Its one of the positive ways to determine if your scope is junk.
That's a great idea Barnes! I didn't think about adjusting the reticle and then going back! I usually just take whatever scope comes on the fun, or whichever scope is given to me, and I honestly have very little real experience or knowledge with scopes and mounts aside from just sighting them in. Y'all have provided some great tips on this thread and I really appreciate your insight!
 

280bst

Senior Member
In all the years been hunting never had any thing come loose that don't mean it don't happen. What did happen tho my shots were jumping around like yours shot it and shot it finally caught movement one of the crosshairs broke and every time I shot it moved the cross hairs. The choice of scopes is yours people on here know more about them then I do have had 1 scope 35 years and the others a couple of decades if it aint broke don't fix it good luck
 
Thread starter #23
X2 on DNZ mounts. You work to hard up in them mountains to have a missed opportunity due to an equipment failure. Good scope and mounts is a must. Glad you didn't miss that buck!
I was thinking the same thing! All that work resulting in a missed shot. That hurts! I think the issue is compounded also by marksmanship. If my scope was off that much at 25 yards, think of what a 60 or 80 yard shot would look like! Almost every shot I have taken in the mtns in the last 7 years has been free handed. Thinking about it now.....I can't remember a single shot that I've taken with a rest now that I think about it. Except on turkeys when I rest off the knee. If you combine my so-so marksmanship with a scope that isn't zeroed, that's a recipe for failure every single time!
 
Hey folks. I've got an inquiry. A couple years ago I bought a value priced ML (Traditions Buckstalker) and scope combo just to test the waters. I didn't know if I'd really "get into" smokepoles, so I decided not to invest too terribly much. Well, as it turns out, I love muzzleloading, so much so that I have carried mine as my primary rifle this entire season from primitive through modern firearms. I killed a buck with it on Lake Russell WMA Thanksgiving morning, and two days later, I pulled the trigger on a good bear in Union County only to have a misfire. Primer popped but didn't ignite the powder. Primers fault, not the rifle.

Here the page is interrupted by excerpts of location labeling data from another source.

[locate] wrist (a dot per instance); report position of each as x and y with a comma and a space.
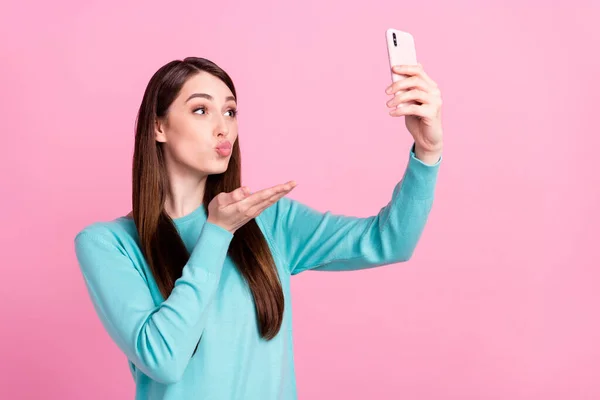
429, 156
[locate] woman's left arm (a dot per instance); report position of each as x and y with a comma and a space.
311, 240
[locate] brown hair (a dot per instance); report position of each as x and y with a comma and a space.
160, 242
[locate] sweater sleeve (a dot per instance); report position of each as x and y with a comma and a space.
159, 340
311, 240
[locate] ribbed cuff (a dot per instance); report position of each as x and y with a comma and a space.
420, 179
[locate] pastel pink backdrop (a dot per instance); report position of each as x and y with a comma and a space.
501, 298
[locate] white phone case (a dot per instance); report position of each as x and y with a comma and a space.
401, 50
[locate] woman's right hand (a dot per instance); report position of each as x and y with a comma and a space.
232, 210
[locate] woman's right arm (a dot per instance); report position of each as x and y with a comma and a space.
159, 340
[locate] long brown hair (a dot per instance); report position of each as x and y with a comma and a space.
160, 242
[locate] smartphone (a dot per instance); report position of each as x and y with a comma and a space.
401, 50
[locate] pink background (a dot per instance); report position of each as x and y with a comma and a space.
501, 298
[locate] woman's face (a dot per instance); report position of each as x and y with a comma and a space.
200, 118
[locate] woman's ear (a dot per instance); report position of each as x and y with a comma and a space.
159, 131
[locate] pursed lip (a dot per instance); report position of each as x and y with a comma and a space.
226, 145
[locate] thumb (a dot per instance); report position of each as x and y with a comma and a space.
239, 194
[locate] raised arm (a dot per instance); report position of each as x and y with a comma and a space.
311, 240
159, 340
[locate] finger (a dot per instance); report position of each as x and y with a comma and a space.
265, 194
413, 82
240, 193
255, 210
422, 111
412, 97
412, 70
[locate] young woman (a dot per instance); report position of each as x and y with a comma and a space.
194, 284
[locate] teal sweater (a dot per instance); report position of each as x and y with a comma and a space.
211, 301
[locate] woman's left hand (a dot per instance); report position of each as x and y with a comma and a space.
420, 102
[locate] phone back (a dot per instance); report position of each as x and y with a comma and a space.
401, 50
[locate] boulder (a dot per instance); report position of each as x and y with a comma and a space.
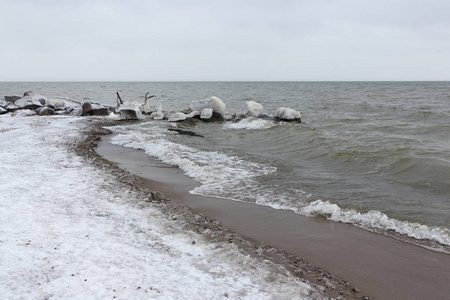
213, 103
45, 111
288, 114
250, 109
27, 102
94, 109
12, 98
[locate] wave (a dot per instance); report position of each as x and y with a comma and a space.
249, 124
224, 175
377, 220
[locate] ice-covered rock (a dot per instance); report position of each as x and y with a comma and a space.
213, 103
157, 115
287, 114
178, 116
27, 102
206, 113
37, 97
23, 113
250, 109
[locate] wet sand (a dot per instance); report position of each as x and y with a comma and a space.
379, 266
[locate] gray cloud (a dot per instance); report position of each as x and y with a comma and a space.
224, 40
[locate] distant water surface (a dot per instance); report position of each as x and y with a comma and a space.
375, 154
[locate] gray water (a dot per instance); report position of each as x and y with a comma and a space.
375, 154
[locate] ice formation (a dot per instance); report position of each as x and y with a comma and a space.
213, 103
251, 109
285, 113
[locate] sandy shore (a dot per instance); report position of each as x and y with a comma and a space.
378, 266
172, 199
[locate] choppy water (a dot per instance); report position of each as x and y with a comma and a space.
375, 154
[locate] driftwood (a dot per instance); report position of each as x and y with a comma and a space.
185, 132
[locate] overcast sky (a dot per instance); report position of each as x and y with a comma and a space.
137, 40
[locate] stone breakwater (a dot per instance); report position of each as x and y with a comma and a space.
32, 103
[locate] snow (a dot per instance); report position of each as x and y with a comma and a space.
178, 116
213, 103
251, 109
68, 230
286, 113
206, 113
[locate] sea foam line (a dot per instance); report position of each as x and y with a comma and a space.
224, 176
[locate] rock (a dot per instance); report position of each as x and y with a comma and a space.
250, 109
288, 114
45, 111
185, 132
206, 113
213, 103
27, 102
23, 113
10, 107
12, 98
94, 109
37, 97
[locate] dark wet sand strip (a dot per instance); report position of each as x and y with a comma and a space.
381, 267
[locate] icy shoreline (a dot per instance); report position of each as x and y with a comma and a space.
72, 230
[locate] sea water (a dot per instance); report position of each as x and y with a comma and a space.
374, 154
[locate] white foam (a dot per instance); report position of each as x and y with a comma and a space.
250, 109
219, 174
68, 230
178, 116
213, 103
228, 176
376, 220
286, 113
249, 123
206, 113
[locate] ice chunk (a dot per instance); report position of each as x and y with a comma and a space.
251, 109
214, 103
285, 113
206, 113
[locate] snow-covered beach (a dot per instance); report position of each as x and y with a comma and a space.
69, 230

Back in turkey season I was hog hunting with my ML and with jBoggs from here on the forum, and took a chip shot on a nice boar hog. Took a broadside 40 yards head shot free handed and missed clean. Figured it was my aim, but checked the rifle the next day and the scope was off. When I shot the buck on Lake Russell WMA, my shot hit him pretty darned high, but dropped him in his tracks. I shot him, again +-40 yards free handed and figured the high shot was me. Then I had the primer pop on the bear. And THEN, I took another chip shot at a big hog on old Lake Burton WMA two weeks ago. Shot was maybe 40 yards, downhill, and quartering towards. I dropped the hog in it's tracks. Didn't even kick. Then about 10 seconds later, it started kicking, jumped up, ran straight at me, then veered and ran up through the gap. I followed it's tracks, and didn't find a drop of blood. Figured I dropped it by hitting it above the spine, and cut the fat on the back. I was aiming for the ear.

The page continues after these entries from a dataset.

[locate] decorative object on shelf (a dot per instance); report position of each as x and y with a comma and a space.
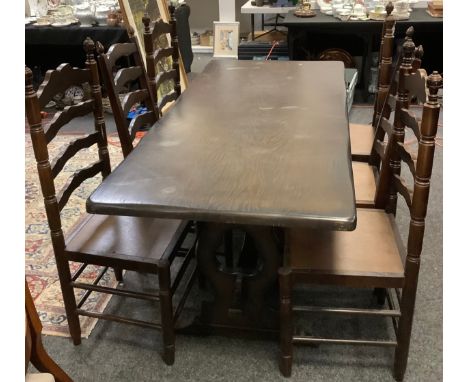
325, 6
337, 54
226, 39
206, 38
114, 18
435, 8
304, 9
84, 12
402, 10
38, 7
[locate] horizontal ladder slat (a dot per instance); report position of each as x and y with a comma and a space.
71, 149
65, 116
126, 75
403, 190
305, 340
75, 180
123, 320
88, 292
132, 98
118, 292
352, 311
410, 120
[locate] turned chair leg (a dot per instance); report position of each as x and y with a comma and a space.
286, 322
118, 274
381, 294
167, 317
405, 323
69, 299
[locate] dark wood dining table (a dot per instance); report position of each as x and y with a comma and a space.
259, 146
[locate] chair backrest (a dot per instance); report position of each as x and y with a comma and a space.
57, 81
156, 58
132, 84
421, 170
385, 67
408, 83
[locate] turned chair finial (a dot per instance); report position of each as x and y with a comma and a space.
434, 83
409, 33
419, 52
146, 21
389, 8
99, 47
408, 47
28, 75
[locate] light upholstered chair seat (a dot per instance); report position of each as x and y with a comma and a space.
371, 250
364, 184
39, 377
362, 138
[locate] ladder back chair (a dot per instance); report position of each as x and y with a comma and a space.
118, 83
362, 135
372, 256
157, 57
371, 179
143, 245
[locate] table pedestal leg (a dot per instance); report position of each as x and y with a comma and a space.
224, 315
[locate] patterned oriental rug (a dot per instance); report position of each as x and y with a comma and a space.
41, 272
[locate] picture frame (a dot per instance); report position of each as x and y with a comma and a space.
226, 39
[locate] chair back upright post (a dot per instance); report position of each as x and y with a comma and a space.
157, 75
385, 197
175, 46
385, 67
418, 211
98, 111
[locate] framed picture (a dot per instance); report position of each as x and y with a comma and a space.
226, 39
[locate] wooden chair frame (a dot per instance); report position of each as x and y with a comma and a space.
153, 57
400, 310
64, 249
383, 86
35, 351
374, 176
115, 84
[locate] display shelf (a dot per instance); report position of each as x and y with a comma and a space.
202, 49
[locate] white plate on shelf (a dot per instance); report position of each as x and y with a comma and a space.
62, 24
29, 20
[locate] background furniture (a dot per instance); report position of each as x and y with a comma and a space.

Took my rifle to the range at Wilson Shoals WMA, and confirmed my suspicion. Scope was off again. 1st shot was 4" high. Second was about 3.5" high. The difference was just me I guess. I'm shooting Harvester Crush Rib sabots and Scorpion Funnel Point bullets which give me consistently tight groups.

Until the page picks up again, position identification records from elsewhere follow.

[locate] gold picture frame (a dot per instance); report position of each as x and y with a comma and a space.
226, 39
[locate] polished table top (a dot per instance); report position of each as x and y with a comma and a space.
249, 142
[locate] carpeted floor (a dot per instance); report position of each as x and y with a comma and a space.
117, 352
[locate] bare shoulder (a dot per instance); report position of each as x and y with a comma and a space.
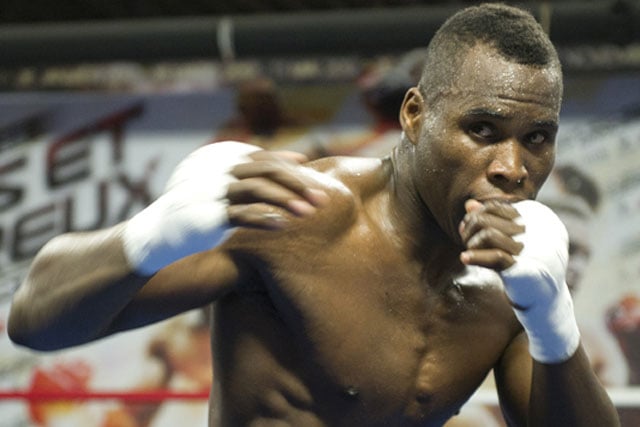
348, 181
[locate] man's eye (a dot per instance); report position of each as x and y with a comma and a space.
537, 138
482, 130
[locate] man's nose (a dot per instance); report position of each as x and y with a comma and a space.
507, 167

I'm having trouble with this scope falling out of zero. It is a scope with the "Traditions" brand logo on it, and came as a combo on a gun, so I'm assuming it's just some cheap Chinese made scope.
Have any of you had these troubles with a combo scope like that? I hunt the mtns, so my rifle gets worked hard, but I'm not out there banging it around.
Can you guys give me your opinions on your preferred scopes for modern inlines?! Thanks so much guys!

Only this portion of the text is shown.